By P.J. Huffstutter and David Ljunggren
CHICAGO/MONTREAL (Reuters) – A collapse of the North American Free Trade Agreement (NAFTA), which U.S. President Donald Trump has threatened to scrap, could create the most profound disruption for U.S. farmers who produce grains, meats and dairy products sold to Canada and Mexico.
Blake Erwin, a third-generation American who raises cattle, corn and soybeans in Dixon, Nebraska, said on Saturday that he is not closely monitoring the negotiations, but that he hopes the outcome will support U.S. farmers who are struggling to make a living due to low commodities prices, rising healthcare costs and high property taxes.
“A trade agreement has to be fair for the United States, but we also want to keep those exports going for the farmer,” said Erwin, 34. “We don’t want to mess up any good things we got going.”
Erwin spoke to Reuters over the weekend as U.S., Canadian and Mexican negotiators met in Montreal for the sixth of seven planned rounds of talks to revamp the 1994 pact.
U.S. farmers and exporters are fighting to preserve their exports at a time when Canada is finding customers in new markets. They also face strained relations between the United States and Mexico, a major buyer of U.S. corn, wheat, beef, pork and dairy products.
“The U.S. is behaving so badly it’s going to create opportunities for Canadian agriculture,” Iowa State University economist Dermot Hayes said last week during a visit to Winnipeg.
Trade flows have already begun to shift.
The United States remains the dominant grain supplier to Mexico. Yet Mexico imported 583,000 metric tonnes of corn from Brazil in 2017, a 980 percent jump from the previous year, according to Mexican government trade data.
Mexican imports of U.S. soybean meal, used to feed chickens and livestock, fell 29 percent in the first 11 months of 2017, compared with the same period the previous year, according to the U.S. Department of Agriculture.
‘MORE IMPORTANT THAN PRICE’
Trump’s animosity toward Mexico and complaints over trade imbalances have pushed longtime buyers to work with new suppliers and expand existing relationships in South America, the European Union and other regions, trade experts said.
“You get partners who build a bond and get real comfortable working together. We’re starting to see that bond becoming more important than price for where countries are buying grains,” said Karl Setzer, risk management team leader for MaxYield Cooperative.
Case in point: A rare 30,000-tonne shipment of Brazilian corn steamed its way in November to grain terminals in the state of Veracruz, Mexico, operated by agribusiness heavyweights Cargill Inc () and Archer Daniels Midland Co.

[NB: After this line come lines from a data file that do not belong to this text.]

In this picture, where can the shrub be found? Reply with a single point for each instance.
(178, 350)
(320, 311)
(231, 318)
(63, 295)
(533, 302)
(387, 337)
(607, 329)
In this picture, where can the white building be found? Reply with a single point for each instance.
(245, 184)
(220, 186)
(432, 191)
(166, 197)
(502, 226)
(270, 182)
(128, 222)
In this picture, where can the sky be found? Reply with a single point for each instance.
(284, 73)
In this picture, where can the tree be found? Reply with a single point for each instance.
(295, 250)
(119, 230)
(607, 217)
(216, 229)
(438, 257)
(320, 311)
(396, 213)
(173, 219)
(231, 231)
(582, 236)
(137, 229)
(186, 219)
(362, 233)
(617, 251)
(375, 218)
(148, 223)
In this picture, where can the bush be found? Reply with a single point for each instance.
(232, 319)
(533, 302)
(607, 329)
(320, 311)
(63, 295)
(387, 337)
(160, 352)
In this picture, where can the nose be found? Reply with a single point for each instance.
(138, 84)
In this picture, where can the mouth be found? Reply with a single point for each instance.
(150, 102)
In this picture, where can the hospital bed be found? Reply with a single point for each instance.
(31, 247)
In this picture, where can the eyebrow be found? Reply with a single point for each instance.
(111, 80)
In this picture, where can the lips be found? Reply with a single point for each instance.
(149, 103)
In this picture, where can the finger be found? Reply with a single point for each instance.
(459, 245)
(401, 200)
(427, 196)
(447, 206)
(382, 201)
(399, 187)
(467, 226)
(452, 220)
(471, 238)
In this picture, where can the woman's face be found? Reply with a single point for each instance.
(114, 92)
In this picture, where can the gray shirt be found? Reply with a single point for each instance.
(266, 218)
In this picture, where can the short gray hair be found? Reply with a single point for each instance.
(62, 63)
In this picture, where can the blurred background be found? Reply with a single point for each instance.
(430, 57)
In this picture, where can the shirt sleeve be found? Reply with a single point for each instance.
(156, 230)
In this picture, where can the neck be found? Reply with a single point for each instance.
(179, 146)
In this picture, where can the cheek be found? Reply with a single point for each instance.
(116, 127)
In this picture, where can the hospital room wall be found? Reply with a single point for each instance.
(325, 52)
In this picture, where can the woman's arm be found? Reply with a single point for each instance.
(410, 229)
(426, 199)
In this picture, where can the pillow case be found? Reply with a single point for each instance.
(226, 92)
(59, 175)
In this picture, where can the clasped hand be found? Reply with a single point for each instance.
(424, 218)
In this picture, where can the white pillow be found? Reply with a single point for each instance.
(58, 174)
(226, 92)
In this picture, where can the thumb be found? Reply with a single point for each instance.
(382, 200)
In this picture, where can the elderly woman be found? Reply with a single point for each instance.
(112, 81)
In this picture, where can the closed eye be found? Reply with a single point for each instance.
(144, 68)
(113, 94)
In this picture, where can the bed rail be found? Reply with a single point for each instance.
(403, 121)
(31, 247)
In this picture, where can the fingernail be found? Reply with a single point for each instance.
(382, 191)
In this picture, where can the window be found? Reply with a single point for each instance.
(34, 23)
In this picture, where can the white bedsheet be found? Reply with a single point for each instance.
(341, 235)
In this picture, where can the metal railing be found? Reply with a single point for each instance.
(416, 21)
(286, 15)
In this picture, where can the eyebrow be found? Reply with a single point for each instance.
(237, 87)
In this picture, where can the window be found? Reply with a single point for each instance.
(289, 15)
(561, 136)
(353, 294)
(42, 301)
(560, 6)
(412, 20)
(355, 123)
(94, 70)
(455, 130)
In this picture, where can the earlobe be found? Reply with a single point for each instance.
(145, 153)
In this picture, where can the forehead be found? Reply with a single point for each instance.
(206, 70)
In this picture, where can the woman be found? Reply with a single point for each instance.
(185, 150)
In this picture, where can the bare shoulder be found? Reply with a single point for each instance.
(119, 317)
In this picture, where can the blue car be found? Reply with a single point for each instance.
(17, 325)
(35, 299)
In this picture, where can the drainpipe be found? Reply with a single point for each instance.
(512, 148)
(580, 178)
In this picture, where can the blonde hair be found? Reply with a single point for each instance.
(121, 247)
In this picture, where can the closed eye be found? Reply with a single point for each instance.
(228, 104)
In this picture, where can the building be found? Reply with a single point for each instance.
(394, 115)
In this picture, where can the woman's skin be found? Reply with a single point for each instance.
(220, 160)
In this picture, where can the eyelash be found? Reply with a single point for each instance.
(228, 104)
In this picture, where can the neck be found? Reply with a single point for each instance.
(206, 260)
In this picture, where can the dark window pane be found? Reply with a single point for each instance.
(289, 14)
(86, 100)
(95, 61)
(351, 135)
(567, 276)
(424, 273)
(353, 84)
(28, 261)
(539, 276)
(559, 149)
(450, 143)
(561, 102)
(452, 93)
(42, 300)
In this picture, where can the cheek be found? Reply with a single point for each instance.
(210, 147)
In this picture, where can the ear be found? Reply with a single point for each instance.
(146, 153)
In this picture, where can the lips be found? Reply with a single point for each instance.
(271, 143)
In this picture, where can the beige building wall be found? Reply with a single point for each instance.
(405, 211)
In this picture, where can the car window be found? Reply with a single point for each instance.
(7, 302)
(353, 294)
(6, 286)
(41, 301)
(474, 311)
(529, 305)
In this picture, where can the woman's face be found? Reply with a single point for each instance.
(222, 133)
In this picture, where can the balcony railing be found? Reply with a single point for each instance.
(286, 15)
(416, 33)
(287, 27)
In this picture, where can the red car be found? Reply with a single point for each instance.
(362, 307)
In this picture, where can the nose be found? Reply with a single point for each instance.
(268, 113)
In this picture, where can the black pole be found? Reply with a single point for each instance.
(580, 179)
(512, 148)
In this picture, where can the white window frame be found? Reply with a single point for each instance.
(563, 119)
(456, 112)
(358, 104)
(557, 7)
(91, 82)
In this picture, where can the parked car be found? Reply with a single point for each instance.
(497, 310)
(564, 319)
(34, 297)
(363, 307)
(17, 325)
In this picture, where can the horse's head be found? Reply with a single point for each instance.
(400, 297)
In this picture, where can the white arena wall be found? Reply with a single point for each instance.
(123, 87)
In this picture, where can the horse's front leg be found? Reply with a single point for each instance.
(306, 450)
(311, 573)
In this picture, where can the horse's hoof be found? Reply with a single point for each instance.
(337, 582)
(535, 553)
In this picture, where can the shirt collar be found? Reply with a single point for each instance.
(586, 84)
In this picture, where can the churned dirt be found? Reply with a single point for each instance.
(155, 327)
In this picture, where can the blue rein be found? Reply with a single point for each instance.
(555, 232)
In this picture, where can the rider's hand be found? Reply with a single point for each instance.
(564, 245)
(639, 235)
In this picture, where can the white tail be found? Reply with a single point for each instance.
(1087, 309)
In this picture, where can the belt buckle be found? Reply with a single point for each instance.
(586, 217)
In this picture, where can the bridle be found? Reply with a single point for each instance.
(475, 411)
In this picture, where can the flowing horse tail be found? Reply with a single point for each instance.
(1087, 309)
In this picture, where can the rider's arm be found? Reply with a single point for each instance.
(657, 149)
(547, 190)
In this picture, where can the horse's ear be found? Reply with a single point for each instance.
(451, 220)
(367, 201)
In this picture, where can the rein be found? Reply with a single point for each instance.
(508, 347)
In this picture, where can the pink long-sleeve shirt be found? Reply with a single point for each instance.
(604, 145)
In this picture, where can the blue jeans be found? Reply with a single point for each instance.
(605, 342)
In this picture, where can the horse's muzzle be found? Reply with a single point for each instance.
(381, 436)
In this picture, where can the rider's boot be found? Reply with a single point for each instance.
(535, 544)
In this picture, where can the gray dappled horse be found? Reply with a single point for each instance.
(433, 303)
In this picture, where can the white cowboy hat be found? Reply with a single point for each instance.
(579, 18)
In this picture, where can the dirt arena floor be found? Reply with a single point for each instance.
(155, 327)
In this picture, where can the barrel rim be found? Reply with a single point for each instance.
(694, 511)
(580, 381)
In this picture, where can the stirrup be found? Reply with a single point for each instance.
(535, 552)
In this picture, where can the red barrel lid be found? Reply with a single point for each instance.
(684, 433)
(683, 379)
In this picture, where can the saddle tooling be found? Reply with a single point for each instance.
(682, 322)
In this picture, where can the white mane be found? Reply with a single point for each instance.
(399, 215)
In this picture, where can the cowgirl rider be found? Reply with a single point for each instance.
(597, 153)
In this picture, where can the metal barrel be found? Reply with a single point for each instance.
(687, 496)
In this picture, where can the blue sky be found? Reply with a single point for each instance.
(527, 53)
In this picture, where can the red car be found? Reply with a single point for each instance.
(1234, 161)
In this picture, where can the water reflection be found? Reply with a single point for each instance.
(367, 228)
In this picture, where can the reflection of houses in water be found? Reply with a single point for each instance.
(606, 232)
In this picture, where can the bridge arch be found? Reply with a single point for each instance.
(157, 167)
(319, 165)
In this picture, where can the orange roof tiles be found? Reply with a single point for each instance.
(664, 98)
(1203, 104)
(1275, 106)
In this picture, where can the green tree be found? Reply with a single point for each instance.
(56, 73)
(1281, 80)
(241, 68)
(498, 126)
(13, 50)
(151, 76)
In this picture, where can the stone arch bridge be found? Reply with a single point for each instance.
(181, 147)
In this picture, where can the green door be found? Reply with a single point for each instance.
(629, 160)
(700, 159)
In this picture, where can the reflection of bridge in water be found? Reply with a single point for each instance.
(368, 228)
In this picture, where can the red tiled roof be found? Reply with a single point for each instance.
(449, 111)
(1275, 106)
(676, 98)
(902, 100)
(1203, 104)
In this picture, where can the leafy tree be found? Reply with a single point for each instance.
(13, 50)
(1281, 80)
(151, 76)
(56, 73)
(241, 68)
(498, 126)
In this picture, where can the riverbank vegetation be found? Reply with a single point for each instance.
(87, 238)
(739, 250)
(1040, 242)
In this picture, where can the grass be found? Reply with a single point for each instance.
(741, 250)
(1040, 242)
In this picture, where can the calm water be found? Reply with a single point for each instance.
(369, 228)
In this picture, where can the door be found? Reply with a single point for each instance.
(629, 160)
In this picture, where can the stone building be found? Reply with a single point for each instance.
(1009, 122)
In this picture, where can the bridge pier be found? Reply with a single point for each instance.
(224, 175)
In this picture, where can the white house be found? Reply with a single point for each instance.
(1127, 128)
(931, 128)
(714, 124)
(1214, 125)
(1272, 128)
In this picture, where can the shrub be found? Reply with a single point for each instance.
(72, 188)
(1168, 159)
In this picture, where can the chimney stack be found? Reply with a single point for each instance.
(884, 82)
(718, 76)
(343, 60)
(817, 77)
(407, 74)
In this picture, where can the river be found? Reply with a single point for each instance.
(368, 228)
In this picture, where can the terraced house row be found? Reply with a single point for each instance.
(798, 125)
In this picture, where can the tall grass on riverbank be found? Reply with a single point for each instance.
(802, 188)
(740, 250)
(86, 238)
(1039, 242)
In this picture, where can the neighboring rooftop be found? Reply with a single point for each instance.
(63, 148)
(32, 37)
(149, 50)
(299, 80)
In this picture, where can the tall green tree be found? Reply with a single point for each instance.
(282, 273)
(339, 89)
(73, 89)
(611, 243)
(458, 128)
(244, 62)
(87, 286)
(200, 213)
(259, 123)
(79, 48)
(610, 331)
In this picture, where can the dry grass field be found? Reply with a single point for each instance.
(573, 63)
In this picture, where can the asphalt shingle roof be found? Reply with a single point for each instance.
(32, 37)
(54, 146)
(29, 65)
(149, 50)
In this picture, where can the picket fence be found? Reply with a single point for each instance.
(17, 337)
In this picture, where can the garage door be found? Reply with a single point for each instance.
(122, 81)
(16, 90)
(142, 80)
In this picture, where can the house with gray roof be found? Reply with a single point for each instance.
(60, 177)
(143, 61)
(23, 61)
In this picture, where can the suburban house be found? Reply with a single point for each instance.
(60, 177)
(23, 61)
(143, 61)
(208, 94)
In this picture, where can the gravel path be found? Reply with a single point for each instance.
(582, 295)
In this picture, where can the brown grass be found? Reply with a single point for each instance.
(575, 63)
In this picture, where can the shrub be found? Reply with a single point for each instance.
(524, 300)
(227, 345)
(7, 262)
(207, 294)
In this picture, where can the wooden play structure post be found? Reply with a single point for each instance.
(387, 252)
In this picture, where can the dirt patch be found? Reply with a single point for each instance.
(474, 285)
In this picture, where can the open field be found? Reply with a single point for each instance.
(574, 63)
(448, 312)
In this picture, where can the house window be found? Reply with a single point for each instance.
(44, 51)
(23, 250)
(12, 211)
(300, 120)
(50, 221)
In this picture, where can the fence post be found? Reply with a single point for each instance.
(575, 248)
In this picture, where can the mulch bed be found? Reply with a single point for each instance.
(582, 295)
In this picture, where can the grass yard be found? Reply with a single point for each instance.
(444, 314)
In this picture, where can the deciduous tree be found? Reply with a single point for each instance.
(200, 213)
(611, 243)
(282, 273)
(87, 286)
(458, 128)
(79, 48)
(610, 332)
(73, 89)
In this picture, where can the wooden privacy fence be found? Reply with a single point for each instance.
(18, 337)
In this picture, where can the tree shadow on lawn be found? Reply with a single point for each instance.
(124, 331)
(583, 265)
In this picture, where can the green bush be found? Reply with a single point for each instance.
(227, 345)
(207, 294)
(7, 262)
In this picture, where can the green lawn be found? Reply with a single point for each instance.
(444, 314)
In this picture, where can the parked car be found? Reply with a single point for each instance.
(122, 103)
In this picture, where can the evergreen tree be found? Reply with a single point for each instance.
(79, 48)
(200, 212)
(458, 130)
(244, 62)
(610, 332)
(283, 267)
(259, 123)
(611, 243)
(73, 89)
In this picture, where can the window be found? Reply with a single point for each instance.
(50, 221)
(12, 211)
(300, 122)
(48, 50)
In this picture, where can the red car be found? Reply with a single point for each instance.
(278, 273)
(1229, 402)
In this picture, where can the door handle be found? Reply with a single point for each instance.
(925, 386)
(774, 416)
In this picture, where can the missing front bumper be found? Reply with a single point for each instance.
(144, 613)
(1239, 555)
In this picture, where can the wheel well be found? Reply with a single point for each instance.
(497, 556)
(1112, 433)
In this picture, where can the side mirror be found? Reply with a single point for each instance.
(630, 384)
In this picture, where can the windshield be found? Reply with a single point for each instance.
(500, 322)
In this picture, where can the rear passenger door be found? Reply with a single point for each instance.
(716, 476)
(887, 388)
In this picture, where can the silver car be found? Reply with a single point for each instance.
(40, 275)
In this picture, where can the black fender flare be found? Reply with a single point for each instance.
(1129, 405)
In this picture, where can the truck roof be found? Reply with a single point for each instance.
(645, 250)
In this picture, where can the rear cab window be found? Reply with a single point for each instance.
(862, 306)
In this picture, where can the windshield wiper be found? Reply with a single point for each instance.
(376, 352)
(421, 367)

Despite a steep decline in U.S. corn prices, with stocks sitting at a historic high, the buyer paid a premium for the Brazilian grain – as much as $2 more per tonne, according to trade sources.
A Cargill spokeswoman said the company had no immediate comment. ADM did not respond to requests for comment.
Canada last week agreed to join the new version of the Trans-Pacific Partnership, part of a broad effort to court new trade partners.
“The tough NAFTA negotiations have convinced Canada that we have to have a number of trading partners, not just one,” said Ron Bonnett, a beef farmer and president of the Canadian Federation of Agriculture.
The revised TPP, known as the Comprehensive and Progressive Agreement for Trans-Pacific Partnership, will reduce tariffs on Canadian pork, beef and wheat to Japan and other markets, in some cases eliminating duties altogether.
Darci Vetter, former U.S. chief agriculture negotiator, said if the talks dragged on past March they might not end until next year, making it more challenging to sell American farm products.
“Other trade agreements will be implemented, buyers of U.S. products in Mexico and Canada won’t be sure that we are a good long-term bet, and so we’re likely to see our clients react accordingly,” she told a panel on NAFTA in Montreal on Friday.